Just last week, AWU delegates from Ampol Lytton and Viva Geelong, along with our leadership team  met with senior government ministers in Canberra. The delegation called for a serious and immediate commitment to save the industry during a time of ongoing crisis.

Thankfully, this effort has been rewarded in time to save Australia’s remaining refining industry.

This guaranteed production payment will provide financial relief for the refineries in times of difficulty, to the tune of $2 billion by 2030.

The government will also provide $302 million of capital to co-invest in sulphur reduction upgrades.
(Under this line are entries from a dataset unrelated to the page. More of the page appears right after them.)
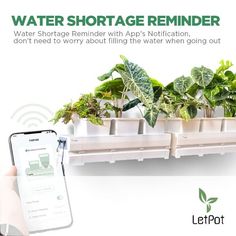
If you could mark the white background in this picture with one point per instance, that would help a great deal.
(53, 75)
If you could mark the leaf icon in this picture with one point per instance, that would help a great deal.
(202, 195)
(208, 207)
(212, 200)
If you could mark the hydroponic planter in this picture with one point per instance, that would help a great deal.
(211, 125)
(81, 150)
(191, 126)
(158, 128)
(82, 127)
(125, 126)
(229, 124)
(173, 125)
(201, 144)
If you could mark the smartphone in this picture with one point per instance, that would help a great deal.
(41, 181)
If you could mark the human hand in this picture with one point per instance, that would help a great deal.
(10, 206)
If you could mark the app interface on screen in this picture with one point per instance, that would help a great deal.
(41, 182)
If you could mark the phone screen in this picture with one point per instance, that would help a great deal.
(41, 182)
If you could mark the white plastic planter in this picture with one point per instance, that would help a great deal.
(229, 124)
(158, 128)
(173, 125)
(125, 126)
(191, 126)
(82, 127)
(211, 125)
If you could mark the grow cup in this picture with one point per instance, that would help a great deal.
(158, 128)
(229, 124)
(126, 126)
(191, 126)
(211, 125)
(173, 125)
(83, 127)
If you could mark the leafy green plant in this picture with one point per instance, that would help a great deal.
(137, 81)
(134, 79)
(207, 202)
(86, 107)
(227, 86)
(178, 99)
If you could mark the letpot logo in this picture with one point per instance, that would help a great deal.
(207, 201)
(208, 219)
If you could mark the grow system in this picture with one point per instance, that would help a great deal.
(101, 133)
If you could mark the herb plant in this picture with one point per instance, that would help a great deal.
(86, 107)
These upgrades will provide cleaner fuel and a longer life to Geelong and Lytton, with a capacity to convert to new technologies or fuels in the future.

It’s extremely disappointing to see so many refineries close in the past decade – including BP Kwinana, and ExxonMobil in Altona, in just the past 9 months. With more urgent action from the government, these closures could have been avoided.

As well as saving thousands of jobs, this new announcement means Australia will retain the capacity to produce our own fuel – which is critical to our national security.

The coronavirus pandemic has shown that we cannot rely on international supply chains. If we were no longer able to import fuel, Australia would have just two weeks’ of supply – and our domestic refining capacity falls well short of what is needed to keep Australia moving. Without fuel Australia would not be able to transport, feed, medicate or defend itself within days in what would be a national emergency never before seen.

The AWU has been one of the loudest voices in support of our refining industry, and in the past 12 months, we’ve ramped up our efforts. Last December, our delegates met with Energy Minister Angus Taylor, Labor Leader Anthony Albanese, and other key government figures, where we said a rescue package was critical to keep the sector alive.

AWU Delegates visited Canberra to meet with senior government ministers. 

We also commissioned a comprehensive report into Australia’s refining industry, and explained how a closure of all refineries would have a huge impact on our economy, our national security, and our very way of life.

Fuel refineries also play a critical role in Australia’s manufacturing supply chain including petrochemicals and plastics – without fuel refineries for example, Australia would be unable to recycle plastics.

Our National Secretary, Daniel Walton, welcomed the announcement. “We’ve been saying for months Australia should never become a nation that can’t make its own fuel, and that we need not reach that dire situation if we get a few policy settings right,” he said.

“Importantly for the national interest, the ongoing viability of our refineries mean the skills of highly specialised technicians will be preserved – skills that will be needed as we transition toward a future of hydrogen and renewables.

“Being able to make our own fuel is a critical sovereign capability. Without it, our national and economic security are completely at the mercy of trade routes that are threatened by potential international conflict or pandemics.”

Ampol Lytton delegate Mick Denton agreed. “If we want to be able to guarantee essential services in the event of a crisis, ensure we have cleaner fuels and more efficient vehicles into the future, and recycle plastic right here in Australia, then we need to keep our refineries going for a number of years yet,” he said.